If Patty had thought Paris beautiful by night she thought it even more so in the clear, bright sunshine. There is no sunshine in the world quite so clearly bright as that of Paris, or at least it seems so.
“I want you to get the principal locations fixed in your minds,” said Mr. Farrington, “so now, as you see, we are starting from the Place Vendome, going straight down the short Rue Castiglione to the Rue de Rivoli. Now, we have reached the corner, and we turn into the Rue de Rivoli. This is a beautiful street, crowded with shops on one side, and on the other side at this point you see the garden of the Tuileries. We turn to the right and go directly to the Place de la Concorde. As we reach it you may see to the right, up through the Rue Royale, the Church of the Madeleine. That is one of the most beautiful of the Paris churches, and you shall visit it, of course, but not now. To-day I want you to get merely a birdseye view, a sort of general idea of locations. But here we are in the Place de la Concorde. The Obelisk, which you see in the centre, was brought from Egypt many years ago. It is very like our own Obelisk in Central Park, and also Cleopatra’s needle in London. From here we turn into one of the most beautiful avenues in the world, the Champs Elysees. This avenue extends from the Place de la Concorde to the Arc de Triomphe.
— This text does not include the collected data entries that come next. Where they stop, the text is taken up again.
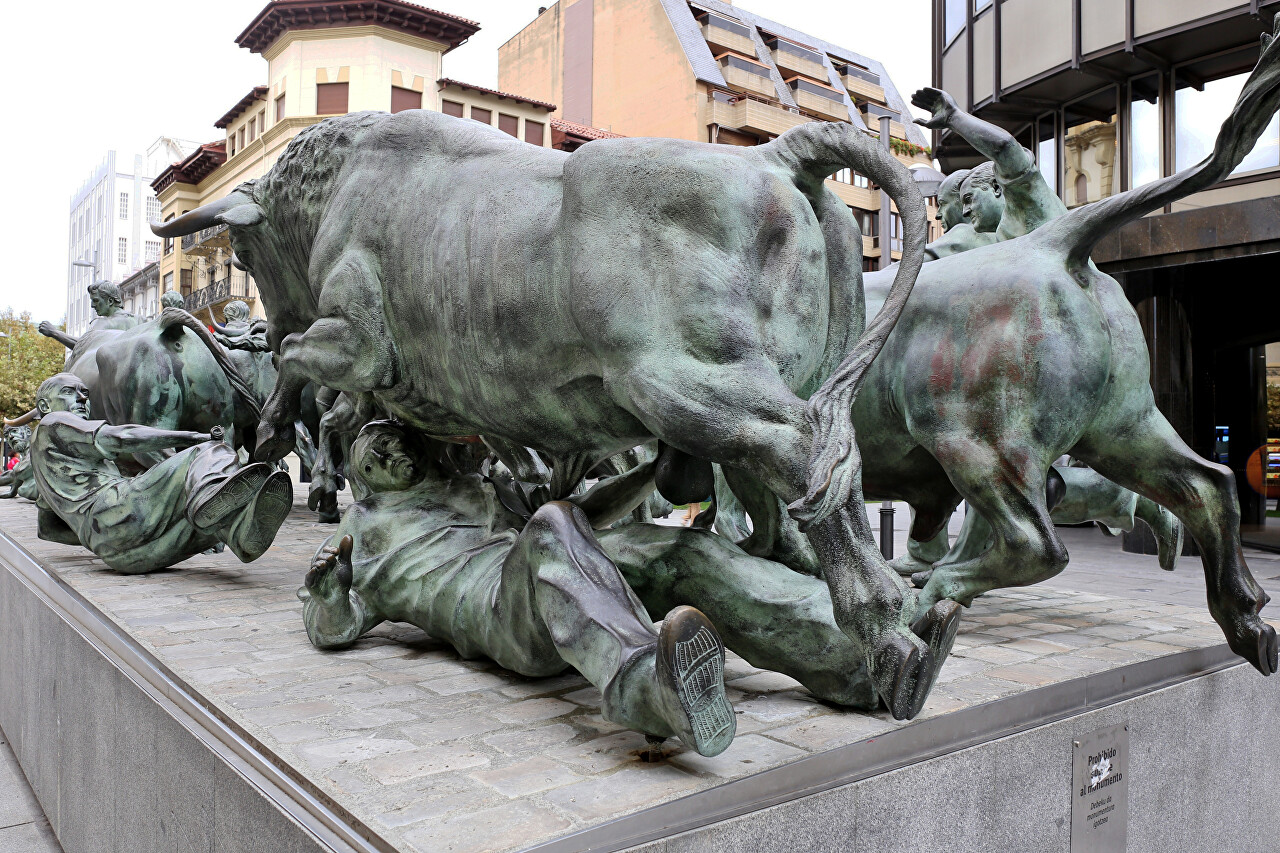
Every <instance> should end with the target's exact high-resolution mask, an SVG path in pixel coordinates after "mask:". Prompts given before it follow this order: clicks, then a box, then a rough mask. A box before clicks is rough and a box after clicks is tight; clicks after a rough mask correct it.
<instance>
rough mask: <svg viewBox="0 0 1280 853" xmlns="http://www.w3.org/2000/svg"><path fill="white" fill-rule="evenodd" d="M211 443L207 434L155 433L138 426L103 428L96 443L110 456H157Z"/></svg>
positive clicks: (147, 429)
mask: <svg viewBox="0 0 1280 853" xmlns="http://www.w3.org/2000/svg"><path fill="white" fill-rule="evenodd" d="M210 439H211V435H209V434H206V433H188V432H186V430H177V429H155V428H154V427H140V425H138V424H124V425H120V427H113V425H111V424H102V425H101V427H99V429H97V433H96V434H95V435H93V443H95V444H97V448H99V450H100V451H101V452H102V453H105V455H106V456H111V457H115V456H123V455H125V453H155V452H159V451H166V450H179V448H186V447H193V446H196V444H201V443H204V442H207V441H210Z"/></svg>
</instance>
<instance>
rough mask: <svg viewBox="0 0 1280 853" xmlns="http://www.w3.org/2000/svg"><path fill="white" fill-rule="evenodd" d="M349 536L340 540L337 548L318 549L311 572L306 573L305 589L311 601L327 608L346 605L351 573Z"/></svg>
mask: <svg viewBox="0 0 1280 853" xmlns="http://www.w3.org/2000/svg"><path fill="white" fill-rule="evenodd" d="M352 544H353V543H352V539H351V537H349V535H346V537H343V538H342V540H340V542H339V543H338V547H337V548H335V547H333V546H325V547H323V548H320V553H317V555H316V558H315V561H314V562H312V564H311V571H308V573H307V578H306V587H307V592H310V593H311V597H312V599H315V601H317V602H323V603H325V605H326V606H329V607H334V606H338V605H346V603H347V594H348V593H349V592H351V581H352V578H353V571H352V567H351V547H352Z"/></svg>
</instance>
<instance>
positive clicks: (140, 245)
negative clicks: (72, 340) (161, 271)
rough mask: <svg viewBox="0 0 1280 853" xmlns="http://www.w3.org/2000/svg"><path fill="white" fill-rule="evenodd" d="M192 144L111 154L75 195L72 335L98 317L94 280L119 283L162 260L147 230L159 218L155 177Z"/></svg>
mask: <svg viewBox="0 0 1280 853" xmlns="http://www.w3.org/2000/svg"><path fill="white" fill-rule="evenodd" d="M192 145H193V143H192V142H187V141H184V140H175V138H173V137H166V136H163V137H160V138H159V140H156V141H155V142H154V143H152V145H151V146H150V147H148V149H147V151H146V154H134V155H122V154H120V152H119V151H114V150H113V151H108V152H106V156H104V158H102V161H101V163H100V164H99V165H97V167H96V168H95V169H93V172H92V173H90V175H88V178H86V179H84V183H82V184H81V187H79V190H77V191H76V193H74V195H73V196H72V200H70V224H69V227H68V246H69V248H68V264H67V329H68V332H69V333H70V334H81V333H82V332H84V329H86V327H87V325H88V324H90V321H92V319H93V309H92V306H91V305H90V302H88V291H87V288H88V286H90V284H91V283H92V282H93V280H110V282H115V283H116V284H119V283H120V282H123V280H124V279H125V278H128V277H129V275H132V274H133V273H134V272H136V270H138V269H142V268H143V266H145V265H147V264H150V263H152V261H155V260H159V257H160V240H159V238H157V237H154V236H152V234H151V231H150V229H148V228H147V222H148V220H151V219H155V218H157V216H159V214H160V206H159V201H157V200H156V195H155V192H154V191H152V188H151V179H152V178H154V177H155V175H156V174H159V173H160V170H161V169H163V168H164V167H165V165H166V164H168V163H170V161H172V160H174V159H175V158H180V156H184V155H186V152H187V151H188V150H191V146H192Z"/></svg>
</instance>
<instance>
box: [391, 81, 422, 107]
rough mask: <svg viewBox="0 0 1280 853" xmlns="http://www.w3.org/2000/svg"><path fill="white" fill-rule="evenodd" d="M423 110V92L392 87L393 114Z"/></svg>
mask: <svg viewBox="0 0 1280 853" xmlns="http://www.w3.org/2000/svg"><path fill="white" fill-rule="evenodd" d="M420 109H422V92H415V91H413V90H411V88H401V87H399V86H392V113H399V111H402V110H420Z"/></svg>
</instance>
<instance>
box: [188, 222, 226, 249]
mask: <svg viewBox="0 0 1280 853" xmlns="http://www.w3.org/2000/svg"><path fill="white" fill-rule="evenodd" d="M219 250H221V251H223V252H230V251H232V241H230V236H229V234H228V233H227V225H225V224H219V225H212V227H211V228H202V229H201V231H197V232H196V233H195V234H184V236H183V238H182V251H183V252H186V254H188V255H204V256H212V255H214V254H216V252H218V251H219Z"/></svg>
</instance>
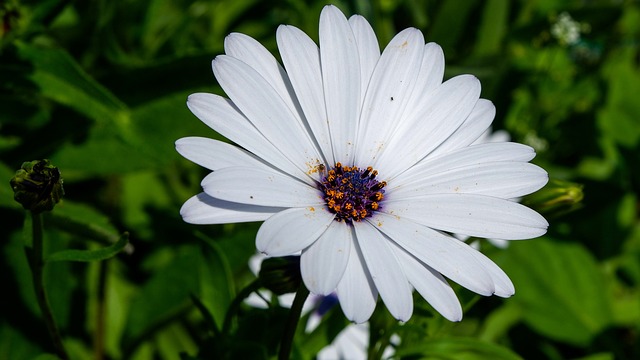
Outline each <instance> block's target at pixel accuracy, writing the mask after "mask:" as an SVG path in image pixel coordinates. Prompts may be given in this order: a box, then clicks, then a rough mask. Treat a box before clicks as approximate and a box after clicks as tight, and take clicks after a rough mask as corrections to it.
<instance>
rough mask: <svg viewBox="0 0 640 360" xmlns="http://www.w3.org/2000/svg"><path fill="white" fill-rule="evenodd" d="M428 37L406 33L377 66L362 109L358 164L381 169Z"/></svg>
mask: <svg viewBox="0 0 640 360" xmlns="http://www.w3.org/2000/svg"><path fill="white" fill-rule="evenodd" d="M423 52H424V37H423V36H422V33H421V32H420V31H419V30H417V29H412V28H409V29H405V30H403V31H402V32H400V33H399V34H398V35H396V36H395V37H394V38H393V39H392V40H391V42H389V45H387V47H386V48H385V49H384V51H383V52H382V55H381V56H380V60H378V64H377V65H376V68H375V70H374V71H373V74H372V75H371V81H370V83H369V87H368V88H367V93H366V96H365V98H364V103H363V105H362V114H361V115H360V124H359V128H358V143H357V150H356V163H368V164H369V165H371V166H374V167H375V166H376V165H377V156H378V154H379V153H380V152H381V151H386V147H387V143H388V142H389V139H390V138H391V136H392V135H393V134H394V129H395V128H396V127H397V126H398V125H399V120H400V119H401V117H402V114H403V112H404V111H405V109H406V106H407V103H408V102H409V100H410V97H411V92H412V91H413V88H414V86H415V84H416V77H417V75H418V72H419V71H420V70H419V69H420V65H421V63H422V54H423Z"/></svg>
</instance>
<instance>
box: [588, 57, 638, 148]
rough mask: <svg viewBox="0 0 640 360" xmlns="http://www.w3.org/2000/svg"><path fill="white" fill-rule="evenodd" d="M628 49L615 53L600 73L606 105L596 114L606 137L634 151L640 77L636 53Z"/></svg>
mask: <svg viewBox="0 0 640 360" xmlns="http://www.w3.org/2000/svg"><path fill="white" fill-rule="evenodd" d="M629 50H630V49H629ZM629 50H626V51H621V52H619V53H615V54H614V55H613V56H612V59H613V60H612V61H610V63H609V66H608V68H605V69H604V71H603V72H604V74H603V76H604V78H606V79H607V80H608V92H607V104H606V106H605V107H604V108H603V109H602V110H601V111H600V112H599V113H598V117H597V123H598V126H599V127H600V129H601V130H602V132H603V134H604V135H605V136H608V137H610V138H611V139H613V140H614V141H615V142H616V143H618V144H620V145H623V146H626V147H629V148H633V147H634V146H636V145H637V144H638V142H639V141H640V119H639V118H638V113H640V104H639V103H638V101H637V99H636V97H637V96H636V95H637V94H638V93H639V92H640V74H639V73H638V71H637V69H636V65H635V56H636V55H635V51H629Z"/></svg>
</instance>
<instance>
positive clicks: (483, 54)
mask: <svg viewBox="0 0 640 360" xmlns="http://www.w3.org/2000/svg"><path fill="white" fill-rule="evenodd" d="M509 4H510V2H509V1H508V0H489V1H487V2H486V4H485V6H484V9H483V11H482V23H481V24H480V29H479V31H478V40H477V42H476V46H475V52H476V55H479V56H487V55H493V54H496V53H498V52H499V51H500V47H501V45H502V44H503V39H504V35H505V33H506V32H507V25H508V24H507V23H508V20H509Z"/></svg>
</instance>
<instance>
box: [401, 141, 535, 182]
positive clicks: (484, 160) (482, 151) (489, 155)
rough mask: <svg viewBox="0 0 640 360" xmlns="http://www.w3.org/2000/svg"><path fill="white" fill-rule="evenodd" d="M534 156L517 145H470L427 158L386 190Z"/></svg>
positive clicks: (533, 152) (509, 144) (530, 158)
mask: <svg viewBox="0 0 640 360" xmlns="http://www.w3.org/2000/svg"><path fill="white" fill-rule="evenodd" d="M535 156H536V153H535V151H534V150H533V148H531V147H529V146H526V145H522V144H517V143H490V144H480V145H472V146H469V147H466V148H463V149H459V150H456V151H453V152H451V153H447V154H443V155H441V156H437V157H431V156H429V157H427V158H426V159H424V160H422V161H420V162H419V163H418V164H416V165H415V166H413V167H412V168H410V169H409V170H407V171H406V172H404V173H402V174H401V175H399V176H398V177H397V178H395V179H394V181H393V182H389V187H388V189H392V188H394V187H396V186H402V185H404V184H406V183H409V182H413V181H417V180H419V179H422V178H425V177H427V176H431V175H432V174H438V173H441V172H445V171H449V170H452V169H456V168H461V167H465V166H471V165H476V164H482V163H486V162H498V161H522V162H526V161H529V160H531V159H533V158H534V157H535Z"/></svg>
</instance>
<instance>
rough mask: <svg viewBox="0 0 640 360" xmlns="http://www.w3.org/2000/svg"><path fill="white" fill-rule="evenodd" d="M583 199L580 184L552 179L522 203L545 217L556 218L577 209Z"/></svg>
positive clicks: (530, 195) (578, 206)
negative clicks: (528, 206) (544, 215)
mask: <svg viewBox="0 0 640 360" xmlns="http://www.w3.org/2000/svg"><path fill="white" fill-rule="evenodd" d="M583 198H584V193H583V192H582V184H577V183H573V182H569V181H565V180H557V179H553V180H551V181H549V183H548V184H547V185H546V186H545V187H544V188H542V189H540V190H539V191H538V192H536V193H533V194H531V195H529V196H527V197H526V198H525V199H524V200H523V201H522V203H523V204H524V205H527V206H529V207H530V208H532V209H534V210H536V211H538V212H539V213H541V214H543V215H545V216H547V217H556V216H560V215H564V214H566V213H568V212H571V211H574V210H576V209H579V208H580V207H581V206H582V199H583Z"/></svg>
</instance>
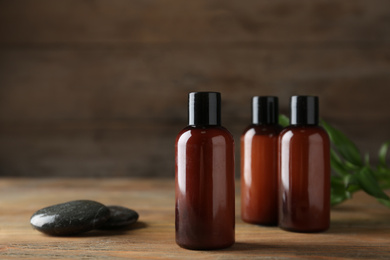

Viewing it as we do now, rolling along this perfect road in a motor car—or automobile, as we must learn to call it while in France—you are taking, no doubt, one of the most perfect rides in the world. The full name of the arch is Arc de Triomphe de l’Etoile. This means a star, and it is called thus because it is a centre from which radiate no less than a dozen beautiful avenues. We will drive slowly round the arch, that you may see its general beauty, but we will not now stop to examine it closely.”